Le altre accuse, quelle
di resistenza e di possesso di armi e materiale esplodente si erano già
sbriciolate, archiviate per l’impossibilità di «attribuire agli indagati
reati specifici», ma anche perché mancavano gli elementi di prova e perché
gli ordigni esplosivi -le due molotov sequestrate dopo il blitz ed esibite
a mo’ di trofeo il giorno dopo in conferenza stampa - sono metaforicamente
esplose nelle mani degli stessi poliziotti che alla Diaz le hanno portate e
che hanno firmato il verbale di sequestro finendo a loro volta nel registro
degli indagati. Un episodio che il gip non manca di ricordare in un inciso
dell’ordinanza che stabilisce che il materiale sequestrato alla Diaz
(attrezzi di un cantiere edile adiacente, capi di abbigliamento,
assorbenti, telefonini) «non costituisce di per sé elemento sufficiente a
fondare l’ipotesi di sussistenza del reato associativo attribuito a un
gruppo di 93 persone, di provenienza geografica diversa, di età diversa e
di appartenenza ad associazioni politiche diverse».
E così il capitolo
della Diaz relativo all’inchiesta sui manifestanti si chiude
definitivamente. Una chiusura più che scontata, dal momento che
l’archiviazione era stata richiesta dai pm Anna Canepa e Andrea Canciani,
titolari dell’inchiesta sui black bloc. Adesso, secondo il Comitato verità
e giustizia per Genova, è l’ora che Silvio Berlusconi e Claudio Scajola,
che da ministro dell’Interno, presentò il blitz con termini trionfalistici,
chiedano scusa: «Quel blitz illegittimo, brutale e condotto compiendo
falsificazioni di ogni tipo - commenta con un comunicato il Comitato -, è
una delle pagine più nere nella storia delle nostre forze dell’ordine in
epoca repubblicana. Non c’è nulla di cui vantarsi». «Abbiamo dovuto
attendere due anni e mezzo, ma con l’ordinanza di proscioglimento per
l’ultima accusa rimasta, usciamo da questa vicenda a testa alta.
Non si può
dire altrettanto per i poliziotti che parteciparono a quell’operazione -
commenta Lorenzo Guadagnucci, giornalista, membro del Comitato Verità e
Giustizia per Genova -. Chi eseguì materialmente tutte le violenze si è
salvato per avere agito a volto coperto: gli agenti erano mascherati e non
è stato possibile identificare nessuno dei picchiatori.
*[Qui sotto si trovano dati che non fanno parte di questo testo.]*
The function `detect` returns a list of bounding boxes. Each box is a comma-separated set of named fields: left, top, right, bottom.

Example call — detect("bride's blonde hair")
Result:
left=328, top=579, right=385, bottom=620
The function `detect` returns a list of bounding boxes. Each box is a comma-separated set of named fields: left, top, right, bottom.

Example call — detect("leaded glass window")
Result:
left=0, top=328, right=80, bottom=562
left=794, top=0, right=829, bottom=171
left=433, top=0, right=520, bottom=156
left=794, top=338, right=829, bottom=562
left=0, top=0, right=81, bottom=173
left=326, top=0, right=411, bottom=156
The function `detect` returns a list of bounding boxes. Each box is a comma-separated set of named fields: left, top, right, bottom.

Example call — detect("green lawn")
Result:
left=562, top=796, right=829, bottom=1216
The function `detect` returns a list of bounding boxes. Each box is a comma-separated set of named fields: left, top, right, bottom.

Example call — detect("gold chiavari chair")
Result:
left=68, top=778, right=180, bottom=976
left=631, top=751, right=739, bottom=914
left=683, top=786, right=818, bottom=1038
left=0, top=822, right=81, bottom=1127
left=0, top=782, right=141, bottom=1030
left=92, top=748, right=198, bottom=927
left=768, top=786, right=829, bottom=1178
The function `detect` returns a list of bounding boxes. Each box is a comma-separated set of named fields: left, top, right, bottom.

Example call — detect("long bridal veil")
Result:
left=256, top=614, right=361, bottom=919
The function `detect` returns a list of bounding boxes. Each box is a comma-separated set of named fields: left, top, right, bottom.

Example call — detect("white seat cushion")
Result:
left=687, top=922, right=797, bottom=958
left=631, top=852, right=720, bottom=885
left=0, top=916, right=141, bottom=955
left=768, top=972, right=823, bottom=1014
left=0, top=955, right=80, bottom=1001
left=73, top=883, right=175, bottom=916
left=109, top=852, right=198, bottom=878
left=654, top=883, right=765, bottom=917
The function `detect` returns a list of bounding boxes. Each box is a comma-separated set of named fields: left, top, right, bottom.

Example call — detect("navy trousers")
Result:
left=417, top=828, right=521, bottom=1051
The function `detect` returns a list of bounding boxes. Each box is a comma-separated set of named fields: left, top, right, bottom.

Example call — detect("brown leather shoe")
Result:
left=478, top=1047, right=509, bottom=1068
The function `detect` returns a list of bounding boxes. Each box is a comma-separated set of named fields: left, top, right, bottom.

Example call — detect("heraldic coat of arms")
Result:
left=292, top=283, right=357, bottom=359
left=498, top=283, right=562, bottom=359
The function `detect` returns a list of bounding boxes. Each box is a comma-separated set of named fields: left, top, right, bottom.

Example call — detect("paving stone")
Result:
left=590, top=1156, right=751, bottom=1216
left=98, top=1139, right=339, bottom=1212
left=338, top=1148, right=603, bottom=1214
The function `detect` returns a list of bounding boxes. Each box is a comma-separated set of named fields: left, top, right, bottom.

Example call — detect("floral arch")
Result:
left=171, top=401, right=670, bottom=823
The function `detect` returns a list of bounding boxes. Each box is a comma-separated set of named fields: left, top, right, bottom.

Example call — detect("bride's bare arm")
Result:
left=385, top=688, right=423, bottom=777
Oggi sono sotto
inchiesta capisquadra, funzionari e dirigenti, in tutto trenta persone:
saranno probabilmente processati».
«Provo vergogna al pensiero che molti di loro, nonostante l’inchiesta
aperta e il processo in arrivo, siano stati addirittura promossi a
incarichi ancora più prestigiosi e delicati», conclude Guadagnucci.